In a perfect world, the kosher food vendors, with no basis for estimating how many hungry mouths would be wandering around the Park Tavern, nonetheless would have exactly balanced supply and demand. The ice cream would have lasted until 4 p.m., and no one would have needed to stand in line for more than five or maybe 10 minutes for a burger or shawarma.

In a perfect world, Midtown traffic would have melted away, enabling rapid transit for people who decided midafternoon Sunday, April 29, to join the party. No one would have run into gridlock around Piedmont Park and decided in frustration to reverse course and head home to watch the Braves on TV.

In a perfect world, we wouldn’t have felt the need for such thorough if friendly security checks to ensure the safety of the thousands of people who thronged together in a vulnerable, confined space.

That perfect world isn’t Earth in the 21st century.

But we came about as close to perfect as anyone could have hoped for.

Start with the weather. Sunny, 70 degrees, modest humidity and a gentle breeze make for a pleasant combination any time of year, but after our seemingly endless streak of rainy weekends, it felt heaven-sent.

Then there was the crowd. It’s rare when the true strength of our community — our diversity in all meanings of the word — is on display.

Even on the rare occasions when the full range of religious observance comes together and we get Sephardim and Ashkenazim in one place — as happened in August when Federation, the Marcus JCC, Jewish Family & Career Services, Jewish Home Life Communities and the Atlanta Rabbinical Association combined to bring us The Collective — few of the 10,000 to 15,000 Israelis in metro Atlanta turn out. And not enough of the non-Israelis join the event that’s most important to the Israelis, Yom HaZikaron.

But this day was different from most other days. Israelis turned out to join the rest of us in celebrating our shared homeland’s biggest birthday yet.

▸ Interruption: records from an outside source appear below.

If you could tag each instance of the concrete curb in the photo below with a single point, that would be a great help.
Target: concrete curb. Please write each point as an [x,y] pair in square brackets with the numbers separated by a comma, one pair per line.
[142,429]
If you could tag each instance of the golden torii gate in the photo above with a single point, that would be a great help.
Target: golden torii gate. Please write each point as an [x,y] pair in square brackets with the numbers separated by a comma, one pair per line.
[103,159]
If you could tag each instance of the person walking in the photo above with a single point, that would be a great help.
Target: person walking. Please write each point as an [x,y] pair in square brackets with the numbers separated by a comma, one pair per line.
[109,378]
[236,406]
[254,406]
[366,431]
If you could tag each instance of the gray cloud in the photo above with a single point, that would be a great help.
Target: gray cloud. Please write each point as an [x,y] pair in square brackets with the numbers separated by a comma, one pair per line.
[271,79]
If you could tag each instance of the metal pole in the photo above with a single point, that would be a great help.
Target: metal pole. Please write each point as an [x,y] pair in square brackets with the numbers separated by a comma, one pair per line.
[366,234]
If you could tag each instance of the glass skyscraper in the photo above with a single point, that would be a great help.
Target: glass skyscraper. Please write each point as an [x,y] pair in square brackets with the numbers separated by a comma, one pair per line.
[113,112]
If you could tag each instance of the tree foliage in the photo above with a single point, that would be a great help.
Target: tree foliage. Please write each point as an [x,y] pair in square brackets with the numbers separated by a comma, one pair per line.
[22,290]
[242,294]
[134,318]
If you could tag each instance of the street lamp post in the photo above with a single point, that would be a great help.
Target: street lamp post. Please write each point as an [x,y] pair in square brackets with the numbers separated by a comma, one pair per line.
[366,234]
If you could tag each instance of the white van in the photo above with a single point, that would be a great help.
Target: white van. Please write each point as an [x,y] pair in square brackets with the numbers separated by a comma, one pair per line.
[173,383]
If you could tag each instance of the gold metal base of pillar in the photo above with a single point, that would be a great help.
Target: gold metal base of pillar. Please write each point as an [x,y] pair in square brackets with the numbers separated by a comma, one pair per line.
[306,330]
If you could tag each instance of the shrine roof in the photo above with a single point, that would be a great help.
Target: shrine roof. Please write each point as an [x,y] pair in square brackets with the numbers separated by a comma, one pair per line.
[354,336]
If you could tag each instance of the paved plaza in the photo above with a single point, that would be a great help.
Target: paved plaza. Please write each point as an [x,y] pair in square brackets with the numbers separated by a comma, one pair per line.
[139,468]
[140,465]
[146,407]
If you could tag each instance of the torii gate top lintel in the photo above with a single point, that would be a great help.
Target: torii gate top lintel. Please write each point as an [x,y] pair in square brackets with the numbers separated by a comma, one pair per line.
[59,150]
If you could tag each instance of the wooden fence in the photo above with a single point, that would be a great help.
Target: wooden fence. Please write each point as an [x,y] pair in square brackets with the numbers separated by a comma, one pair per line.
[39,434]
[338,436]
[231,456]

Great credit goes to everyone at Federation and partner agencies for planning such a vibrant range of activities and food and music. There was not something for everyone; there were multiple things for everyone.

In addition, people who had every reason not to spend the day at the park because of other big events in the community still joined the celebration. After all, one of the dangers of activating the potential of a growing community is that there aren’t enough days in the year to go around.

It would have been understandable if the Temple Kol Emeth crowd, for example, struggled to make it down Interstate 75 after the congregation’s big annual gala, the Avodah Awards, the night before.

And the nearly 400 people preparing hours later to mark Congregation Beth Jacob’s 75th anniversary — yes, the Toco Hills stalwart is Israel’s big brother as well as the older sibling to much of Atlanta’s Orthodox community — couldn’t have been blamed for passing on an afternoon in the sun.

But they were there in force and used the opportunity to launch what could be the next big communal celebration, the creation of a world-record cookie flag mosaic on Sunday, June 3, with a potential windfall of $1.35 million for three charitable organizations in Israel.

The cookie fundraiser may be the best sign of all to come out of the Israel@70 event. Not because of the impact of the money raised or the excitement of getting our community some Guinness notoriety, but because it’s an immediate effort to build on the momentum.

Ultimately, Israel@70 will be nothing but a nice memory if it proves to be a one-off opportunity to come together. But if it’s just a start of the great things to come in the Front Porch era, we might look back one day and smile at how excited we got about such a small, imperfect, albeit fun party.